PARIS, Oct 8 (Businesshala) – After Ireland, Estonia and Hungary agreed to sign a deal to make it harder for large companies to pay a minimum tax rate of at least 15% and avoid taxation The global deal is set to be finalized on Friday. Above, leaving a few holdouts isolated.
The agreement aims to end a four-decade-long “race to the bottom” by governments that have sought to attract investment and jobs by taxing multinationals only lightly and allowing them to shop for lower tax rates.
Negotiations have been going on for four years, running online during the pandemic, with support for a deal from US President Joe Biden and additional incentives to cushion the costs of COVID-19 in recent months. About 140 countries are now involved.
The Paris-based Organization for Economic Co-operation and Development, which is leading the talks, is due to announce the outcome of Friday’s discussions around 1600 GMT.
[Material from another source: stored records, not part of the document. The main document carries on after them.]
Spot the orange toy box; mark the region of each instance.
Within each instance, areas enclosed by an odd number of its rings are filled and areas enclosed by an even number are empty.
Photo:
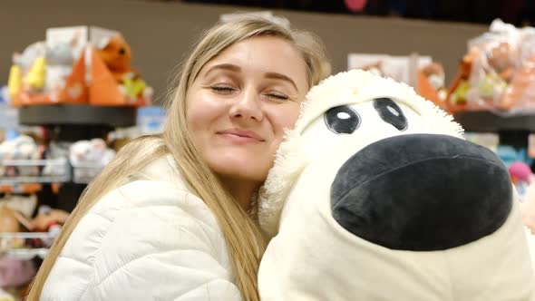
[[[8,91],[12,105],[151,104],[152,89],[131,67],[122,35],[99,27],[47,30],[46,42],[14,54]]]
[[[92,44],[89,103],[150,105],[152,89],[131,66],[131,50],[124,37],[120,33],[105,32],[95,36]]]

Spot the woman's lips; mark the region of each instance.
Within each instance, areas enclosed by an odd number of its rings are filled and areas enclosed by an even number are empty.
[[[240,130],[240,129],[230,129],[220,131],[217,132],[226,139],[229,139],[235,142],[263,142],[265,140],[252,131]]]

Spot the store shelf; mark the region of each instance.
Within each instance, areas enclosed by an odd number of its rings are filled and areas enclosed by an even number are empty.
[[[533,114],[501,116],[488,111],[467,111],[453,114],[453,118],[466,131],[535,131],[535,115]]]
[[[51,160],[4,160],[3,169],[15,168],[20,175],[0,178],[0,187],[27,183],[61,183],[71,180],[70,167],[66,158]],[[4,171],[5,172],[5,171]]]
[[[38,183],[1,185],[0,193],[25,193],[34,194],[41,190],[43,186]]]
[[[30,260],[34,257],[39,257],[42,259],[44,259],[46,255],[48,254],[48,248],[14,248],[11,250],[6,251],[3,254],[4,257],[14,258],[14,259],[21,259],[21,260]]]
[[[19,109],[19,123],[25,125],[109,125],[128,127],[136,123],[135,107],[87,104],[33,105]]]

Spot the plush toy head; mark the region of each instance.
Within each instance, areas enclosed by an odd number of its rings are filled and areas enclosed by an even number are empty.
[[[462,132],[366,72],[313,87],[260,194],[262,300],[528,300],[507,169]]]
[[[124,76],[131,73],[131,50],[126,40],[121,34],[106,38],[100,45],[99,54],[118,82],[122,82]]]

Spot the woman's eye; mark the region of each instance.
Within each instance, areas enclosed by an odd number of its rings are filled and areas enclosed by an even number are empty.
[[[228,86],[211,86],[210,89],[219,94],[229,94],[233,92],[236,89]]]
[[[266,94],[268,97],[269,98],[273,98],[276,99],[277,101],[287,101],[289,99],[289,97],[284,95],[284,94],[277,94],[277,93],[268,93]]]

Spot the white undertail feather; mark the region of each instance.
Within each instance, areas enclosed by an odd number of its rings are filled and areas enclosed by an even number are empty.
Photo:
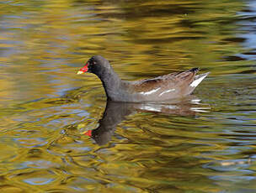
[[[163,94],[168,93],[168,92],[170,92],[170,91],[175,91],[175,89],[174,89],[174,88],[170,89],[170,90],[167,90],[167,91],[165,91],[162,92],[162,93],[161,93],[159,96],[163,95]]]
[[[160,89],[160,87],[157,88],[157,89],[154,89],[154,90],[152,90],[150,91],[141,91],[140,94],[141,94],[141,95],[150,95],[150,94],[152,94],[152,93],[157,91],[159,89]]]
[[[192,83],[190,84],[190,86],[196,87],[204,80],[204,78],[205,78],[207,76],[208,74],[209,74],[209,72],[203,74],[203,75],[196,76],[195,77],[195,81],[192,81]]]

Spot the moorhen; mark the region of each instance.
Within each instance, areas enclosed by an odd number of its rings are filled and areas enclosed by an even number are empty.
[[[102,118],[99,121],[97,128],[88,130],[84,133],[85,135],[91,137],[99,145],[104,145],[111,140],[116,127],[126,117],[134,112],[151,112],[154,114],[163,113],[168,115],[179,116],[195,116],[196,112],[193,108],[191,98],[186,101],[173,102],[174,103],[159,104],[159,103],[132,103],[132,102],[116,102],[107,101],[106,107]],[[193,100],[192,100],[193,101]]]
[[[159,102],[190,94],[210,73],[196,75],[198,68],[141,81],[122,81],[109,62],[100,55],[90,58],[77,72],[91,72],[102,81],[108,100],[115,102]]]

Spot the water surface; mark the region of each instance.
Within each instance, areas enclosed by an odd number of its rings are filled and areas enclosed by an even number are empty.
[[[1,192],[255,192],[254,1],[2,1]],[[107,102],[77,70],[200,67],[191,96]]]

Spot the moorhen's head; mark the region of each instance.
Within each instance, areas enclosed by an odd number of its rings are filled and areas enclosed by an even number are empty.
[[[85,72],[91,72],[95,75],[100,75],[106,69],[110,69],[109,61],[101,55],[94,55],[90,58],[86,65],[77,71],[77,74],[83,74]]]

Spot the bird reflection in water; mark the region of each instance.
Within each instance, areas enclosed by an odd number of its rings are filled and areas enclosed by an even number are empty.
[[[85,135],[91,137],[99,145],[104,145],[111,140],[115,128],[125,117],[133,112],[151,112],[177,116],[195,116],[198,112],[207,112],[210,107],[197,107],[199,99],[189,96],[179,101],[168,103],[131,103],[108,101],[102,118],[99,121],[99,127],[87,131]]]

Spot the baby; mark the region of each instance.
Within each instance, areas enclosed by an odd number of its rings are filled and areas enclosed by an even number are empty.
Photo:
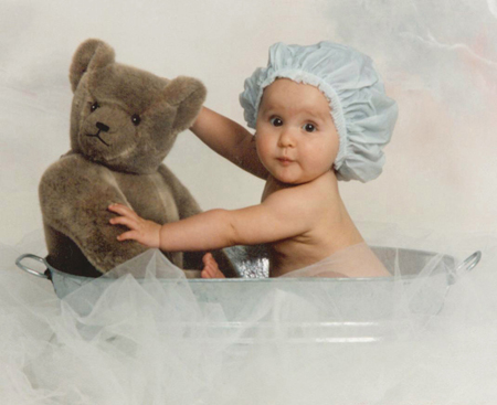
[[[267,244],[269,277],[390,275],[363,242],[340,198],[338,180],[377,178],[391,138],[396,104],[384,94],[372,61],[343,45],[277,43],[265,68],[240,96],[252,136],[203,108],[192,131],[210,148],[266,180],[258,205],[212,210],[159,225],[127,206],[112,224],[163,251],[210,251]],[[223,277],[212,255],[202,277]]]

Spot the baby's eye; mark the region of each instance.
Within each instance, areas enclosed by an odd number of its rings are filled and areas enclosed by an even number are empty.
[[[92,104],[92,107],[89,107],[89,110],[93,113],[97,108],[101,108],[101,105],[97,102],[95,102],[95,103]]]
[[[316,126],[314,124],[306,124],[303,128],[306,132],[314,132],[316,130]]]
[[[283,121],[281,118],[271,118],[269,122],[274,126],[274,127],[281,127],[283,125]]]

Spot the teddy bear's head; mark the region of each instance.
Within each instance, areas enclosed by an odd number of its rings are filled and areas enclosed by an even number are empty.
[[[201,82],[116,63],[114,50],[99,40],[80,45],[70,81],[72,152],[129,173],[156,171],[205,99]]]

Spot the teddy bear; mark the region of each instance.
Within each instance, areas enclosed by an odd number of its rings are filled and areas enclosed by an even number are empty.
[[[60,270],[98,277],[147,249],[116,239],[125,228],[109,224],[110,203],[157,223],[201,212],[162,161],[194,122],[207,90],[195,78],[168,79],[116,63],[114,50],[95,39],[76,50],[70,82],[71,150],[46,169],[39,186],[46,259]],[[204,253],[165,254],[178,267],[198,270]],[[222,252],[214,256],[233,270]]]

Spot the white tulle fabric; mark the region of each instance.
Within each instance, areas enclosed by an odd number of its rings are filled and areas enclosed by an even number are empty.
[[[392,246],[391,230],[380,231],[371,242]],[[434,247],[425,236],[395,239]],[[408,288],[393,276],[391,311],[370,322],[351,316],[361,297],[343,287],[349,299],[339,300],[327,287],[337,280],[188,281],[157,252],[114,270],[105,289],[95,280],[61,300],[13,265],[42,246],[39,233],[0,249],[2,405],[497,401],[497,241],[488,235],[453,246],[459,258],[480,248],[484,259],[440,291],[440,311],[409,305],[425,278]],[[362,291],[378,292],[374,283]]]
[[[314,45],[276,43],[266,67],[245,79],[240,103],[245,120],[255,128],[264,88],[277,78],[318,87],[329,99],[339,135],[334,163],[340,180],[370,181],[384,166],[383,147],[398,117],[396,103],[384,93],[371,58],[350,46],[331,42]]]

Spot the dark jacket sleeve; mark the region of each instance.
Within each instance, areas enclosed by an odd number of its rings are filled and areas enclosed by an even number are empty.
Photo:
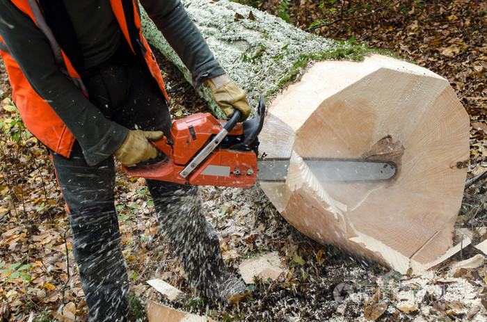
[[[89,165],[122,145],[128,129],[106,118],[60,71],[47,39],[10,1],[0,1],[0,35],[33,89],[78,140]]]
[[[141,3],[191,72],[195,88],[200,87],[205,78],[225,74],[179,0],[141,0]]]

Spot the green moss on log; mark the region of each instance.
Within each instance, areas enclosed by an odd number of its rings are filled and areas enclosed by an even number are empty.
[[[182,2],[229,77],[246,90],[253,107],[257,106],[260,95],[268,102],[298,78],[312,62],[360,61],[373,51],[353,41],[338,42],[306,33],[276,16],[228,0]],[[189,72],[143,10],[141,11],[143,32],[147,41],[191,81]],[[207,90],[200,88],[200,95],[210,102],[216,114],[222,117]]]

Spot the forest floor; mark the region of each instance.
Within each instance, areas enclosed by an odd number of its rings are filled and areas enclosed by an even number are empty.
[[[487,3],[391,0],[241,1],[324,37],[390,51],[447,79],[470,117],[468,178],[487,170]],[[330,24],[329,25],[326,25]],[[324,24],[324,25],[323,25]],[[323,26],[320,26],[323,25]],[[173,65],[160,61],[175,118],[206,111]],[[23,124],[10,100],[0,61],[0,321],[86,321],[86,303],[73,259],[67,213],[50,158]],[[469,246],[436,269],[401,275],[297,232],[259,189],[204,187],[208,220],[223,257],[237,272],[246,258],[276,252],[285,273],[256,280],[251,297],[223,307],[188,286],[179,259],[156,216],[143,179],[118,171],[115,205],[122,247],[136,308],[149,298],[173,307],[231,321],[486,321],[487,266],[449,265],[480,251]],[[487,238],[486,179],[465,188],[454,243]],[[171,303],[146,281],[160,278],[182,290]],[[334,296],[346,284],[349,291]],[[341,296],[343,295],[344,296]],[[136,299],[142,300],[137,305]]]

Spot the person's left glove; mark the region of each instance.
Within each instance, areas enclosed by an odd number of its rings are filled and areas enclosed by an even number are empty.
[[[157,149],[149,143],[161,138],[162,131],[130,130],[122,145],[115,152],[115,157],[126,166],[133,166],[157,156]]]
[[[213,98],[227,118],[233,115],[234,108],[242,113],[239,122],[243,122],[248,118],[250,106],[247,103],[245,90],[230,81],[226,74],[207,79],[205,85],[209,86]]]

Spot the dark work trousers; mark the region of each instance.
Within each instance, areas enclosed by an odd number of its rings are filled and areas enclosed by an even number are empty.
[[[90,100],[106,117],[130,129],[168,134],[170,115],[164,97],[145,67],[132,61],[118,52],[90,70],[83,79]],[[113,158],[90,167],[77,142],[69,159],[55,152],[52,156],[70,209],[73,252],[89,321],[129,321],[129,281],[113,203]],[[190,284],[205,291],[226,266],[216,232],[205,220],[197,187],[156,180],[147,180],[147,184],[159,223]]]

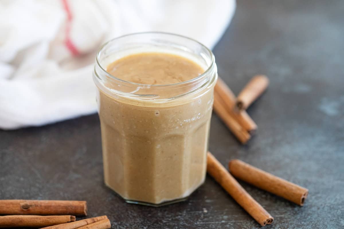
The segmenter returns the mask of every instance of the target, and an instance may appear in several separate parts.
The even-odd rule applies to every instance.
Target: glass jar
[[[190,59],[205,71],[188,81],[136,83],[107,72],[140,53]],[[129,203],[154,206],[185,199],[204,182],[217,70],[211,51],[187,37],[163,33],[124,36],[98,52],[93,76],[106,185]]]

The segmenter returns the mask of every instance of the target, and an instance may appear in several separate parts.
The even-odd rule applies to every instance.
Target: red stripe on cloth
[[[63,8],[67,15],[67,21],[66,25],[66,40],[65,44],[67,48],[74,56],[77,56],[80,54],[80,52],[76,48],[76,46],[73,43],[71,38],[71,26],[72,21],[73,19],[73,15],[69,8],[69,5],[67,0],[61,0]]]

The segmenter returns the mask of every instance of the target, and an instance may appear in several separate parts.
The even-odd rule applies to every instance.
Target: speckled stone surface
[[[237,94],[256,74],[270,84],[248,111],[259,127],[248,145],[214,114],[210,150],[309,189],[300,207],[240,182],[275,217],[266,228],[344,228],[344,1],[238,1],[219,73]],[[100,135],[96,114],[0,131],[0,198],[86,200],[113,228],[260,227],[209,176],[184,202],[124,203],[103,183]]]

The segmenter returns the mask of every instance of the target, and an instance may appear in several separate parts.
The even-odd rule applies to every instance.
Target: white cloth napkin
[[[1,0],[0,128],[95,112],[94,58],[107,41],[159,31],[211,48],[235,8],[235,0]]]

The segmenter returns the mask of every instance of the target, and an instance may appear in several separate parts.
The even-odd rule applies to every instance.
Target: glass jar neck
[[[196,62],[205,70],[191,80],[163,85],[126,81],[107,72],[107,66],[125,56],[141,53],[166,53],[182,56]],[[102,92],[115,98],[151,101],[155,103],[172,101],[210,88],[217,76],[211,51],[187,37],[162,33],[144,33],[125,36],[110,41],[98,52],[94,79]]]

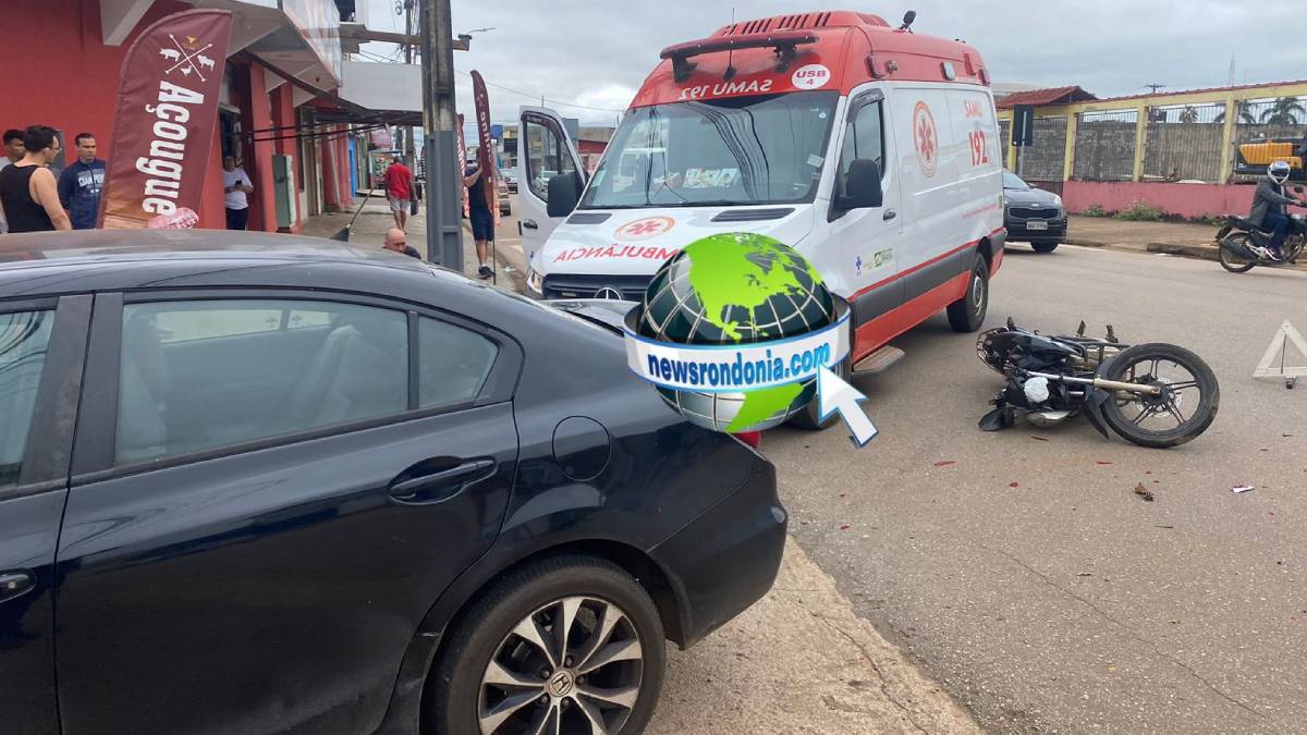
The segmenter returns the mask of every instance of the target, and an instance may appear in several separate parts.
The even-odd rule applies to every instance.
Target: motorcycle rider
[[[1289,171],[1289,163],[1285,161],[1274,161],[1266,166],[1266,178],[1257,182],[1257,191],[1252,195],[1252,212],[1248,214],[1248,221],[1255,228],[1270,233],[1270,246],[1256,250],[1272,260],[1283,260],[1280,246],[1285,242],[1285,233],[1289,230],[1289,214],[1285,213],[1285,207],[1289,204],[1307,205],[1307,203],[1298,201],[1285,194]]]

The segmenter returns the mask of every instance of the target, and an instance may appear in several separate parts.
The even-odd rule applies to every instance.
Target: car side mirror
[[[855,160],[848,166],[844,194],[835,197],[835,208],[840,212],[880,207],[885,199],[881,190],[881,167],[876,161]]]
[[[566,217],[580,201],[580,182],[575,173],[558,174],[549,178],[549,199],[545,201],[545,213],[550,217]]]

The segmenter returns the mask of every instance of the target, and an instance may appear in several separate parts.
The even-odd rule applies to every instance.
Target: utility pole
[[[459,187],[463,186],[454,106],[454,21],[450,0],[421,0],[422,31],[422,145],[426,162],[426,256],[446,268],[463,271],[463,222]]]
[[[404,35],[413,35],[413,3],[416,0],[404,0]],[[413,44],[404,44],[404,63],[413,63]],[[417,162],[413,160],[413,126],[400,127],[400,143],[404,150],[404,158],[408,165],[417,169]]]

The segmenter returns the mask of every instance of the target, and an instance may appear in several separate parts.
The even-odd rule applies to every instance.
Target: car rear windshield
[[[822,90],[634,110],[580,208],[812,201],[838,101]]]

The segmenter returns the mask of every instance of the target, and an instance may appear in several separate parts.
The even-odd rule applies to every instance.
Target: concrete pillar
[[[1134,120],[1134,173],[1131,180],[1144,180],[1144,144],[1148,140],[1148,107],[1140,105]]]
[[[1063,180],[1070,180],[1076,165],[1076,128],[1080,126],[1078,112],[1067,112],[1067,150],[1063,154]]]
[[[1226,118],[1221,126],[1221,178],[1218,183],[1230,183],[1234,174],[1234,131],[1239,124],[1239,103],[1234,95],[1226,95]]]
[[[268,129],[272,127],[272,106],[268,103],[264,69],[255,64],[240,65],[234,76],[240,106],[242,165],[254,184],[254,194],[250,195],[250,229],[277,231],[277,199],[272,188],[273,144],[271,140],[259,140],[276,133]]]

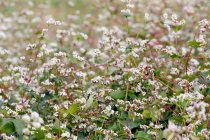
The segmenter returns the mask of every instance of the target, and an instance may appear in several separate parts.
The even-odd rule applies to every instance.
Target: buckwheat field
[[[0,0],[0,140],[209,140],[209,0]]]

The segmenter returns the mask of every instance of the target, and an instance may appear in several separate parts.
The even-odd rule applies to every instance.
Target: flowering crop
[[[0,139],[208,140],[208,0],[0,1]]]

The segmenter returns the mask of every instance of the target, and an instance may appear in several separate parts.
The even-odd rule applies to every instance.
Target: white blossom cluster
[[[207,5],[0,1],[0,139],[209,140]]]

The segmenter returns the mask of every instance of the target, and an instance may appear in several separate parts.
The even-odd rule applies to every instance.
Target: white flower
[[[32,126],[33,126],[34,128],[36,128],[36,129],[41,127],[40,122],[32,122],[31,124],[32,124]]]
[[[31,119],[33,121],[39,121],[39,114],[37,112],[32,112],[31,113]]]
[[[30,123],[31,121],[31,118],[29,115],[25,114],[22,116],[22,120],[25,122],[25,123]]]
[[[63,137],[63,138],[64,137],[70,138],[70,133],[66,131],[66,132],[64,132],[64,133],[61,134],[61,137]]]

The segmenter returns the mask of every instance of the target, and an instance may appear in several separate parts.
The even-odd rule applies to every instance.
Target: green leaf
[[[135,138],[140,140],[153,140],[153,138],[144,131],[138,131],[135,135]]]
[[[123,99],[125,98],[125,91],[123,90],[114,90],[110,93],[110,96],[113,99]]]
[[[93,104],[93,95],[90,95],[90,97],[88,98],[87,103],[86,103],[86,109],[91,107],[92,104]]]
[[[14,123],[12,121],[5,123],[3,127],[1,128],[1,132],[7,133],[7,134],[15,132]]]
[[[160,68],[155,69],[155,76],[160,76]]]
[[[15,125],[15,130],[16,130],[17,134],[19,136],[22,135],[22,130],[25,127],[24,126],[24,122],[22,120],[20,120],[20,119],[13,119],[12,122]]]
[[[146,118],[146,119],[149,119],[151,118],[150,117],[150,111],[149,110],[144,110],[143,113],[142,113],[143,117]]]
[[[34,133],[35,137],[38,139],[38,140],[41,140],[41,139],[44,139],[45,138],[45,132],[41,129],[37,129]]]
[[[199,43],[199,42],[197,42],[197,41],[195,41],[195,40],[190,41],[190,42],[188,43],[188,45],[189,45],[190,47],[193,47],[193,48],[199,47],[200,44],[201,44],[201,43]]]

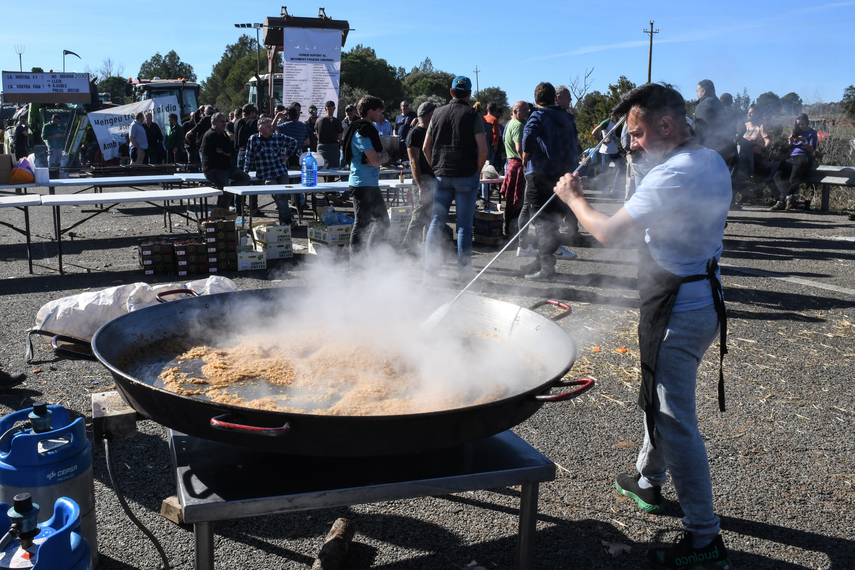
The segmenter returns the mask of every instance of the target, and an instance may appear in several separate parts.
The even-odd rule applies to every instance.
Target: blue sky
[[[26,46],[25,70],[62,69],[65,49],[82,57],[67,57],[69,71],[83,71],[86,64],[97,68],[110,56],[125,65],[126,76],[136,76],[140,63],[156,51],[175,50],[202,79],[240,34],[234,23],[278,15],[280,3],[102,0],[94,11],[67,0],[35,3],[37,11],[50,15],[43,21],[54,23],[5,26],[3,70],[18,69],[15,44]],[[752,97],[767,91],[795,91],[810,103],[839,101],[843,89],[855,83],[855,0],[433,0],[402,3],[397,16],[388,3],[369,9],[352,1],[324,0],[323,5],[328,15],[349,21],[355,29],[345,50],[370,45],[392,65],[408,70],[429,56],[436,68],[468,74],[473,83],[477,65],[481,86],[500,86],[511,102],[532,99],[540,81],[567,83],[586,68],[594,68],[593,89],[602,90],[622,74],[643,83],[647,36],[642,28],[649,20],[660,30],[653,41],[652,79],[679,85],[687,98],[694,97],[701,79],[712,79],[719,93],[736,94],[743,87]],[[308,4],[289,8],[302,16],[315,16],[315,10]]]

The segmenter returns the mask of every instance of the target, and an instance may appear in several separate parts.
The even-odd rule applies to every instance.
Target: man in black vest
[[[717,101],[717,99],[716,99]],[[698,427],[698,364],[718,340],[719,409],[724,411],[721,361],[727,315],[718,258],[730,203],[730,173],[722,157],[699,144],[686,124],[686,102],[669,87],[647,84],[624,93],[612,109],[627,115],[630,147],[657,164],[614,215],[585,200],[578,174],[563,176],[556,193],[591,235],[617,246],[639,240],[639,347],[645,413],[639,475],[621,473],[619,492],[647,513],[661,513],[668,472],[682,508],[685,532],[673,546],[647,550],[654,568],[730,567],[713,510],[710,461]]]
[[[473,277],[472,224],[487,148],[481,114],[469,105],[472,81],[458,75],[451,82],[451,103],[433,112],[422,147],[436,176],[433,212],[425,238],[425,278],[435,279],[442,261],[442,228],[453,200],[457,214],[457,275],[465,285]]]

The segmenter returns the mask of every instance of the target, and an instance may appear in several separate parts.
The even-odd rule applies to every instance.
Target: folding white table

The agreement would set a minimum corporate tax rate of 15% and allow governments to tax a substantial portion of the profits of foreign multinationals.
It aims to prevent large groups from booking profits in low-tax countries like Ireland, regardless of where their customers are, an issue that has become more pressing with the rise of tech giants that easily cross borders. do business.
Ireland and Estonia dropped their objections earlier on Thursday while Hungary said on Friday it would sign up.
Finance Minister Mihaly Varga told reporters that Hungary’s demand for a 10-year transition period had been met “so that Hungary could enter into the deal with a good heart”.
“It is a difficult and complicated decision, but I believe it is the right one,” said Irish Finance Minister Pascal Donohoe on Ireland’s decision to drop its prized 12.5% tax rate for large multinationals After agreeing.
Announcing Tallinn’s support, Estonian Prime Minister Kaja Kailas said that the minimum tax would not change anything for most Estonian entrepreneurs.
But some developing countries called for a higher minimum tax rate, saying their interests were sidelined to accommodate the interests of wealthy countries such as Ireland, who signed an agreement with a minimum tax rate higher than 15%. had refused.
Argentina’s Economy Minister Martin Guzmán said on Thursday that the proposals on the table forced developing countries to choose between “something bad and something bad”.
Holdouts may not prevent the deal from progressing, but they do run the risk of not taking profits, even if they are minor.
While Argentina reluctantly signed the previous version of the deal, both Kenya and Nigeria barred it, while India, which also backed the previous edition, has expressed concerns.
Once a deal is revealed on Friday, it will go to the finance ministers of the Group of 20 economic powers to formally endorse at a meeting in Washington next week.
However, some questions remain about the position in the US that hinges on tough domestic tax reform talks underway in Congress.
Countries withdrawing the deal should put it on their law books next year so that it can take effect from 2023, which many officials close to the negotiations describe as extremely strict.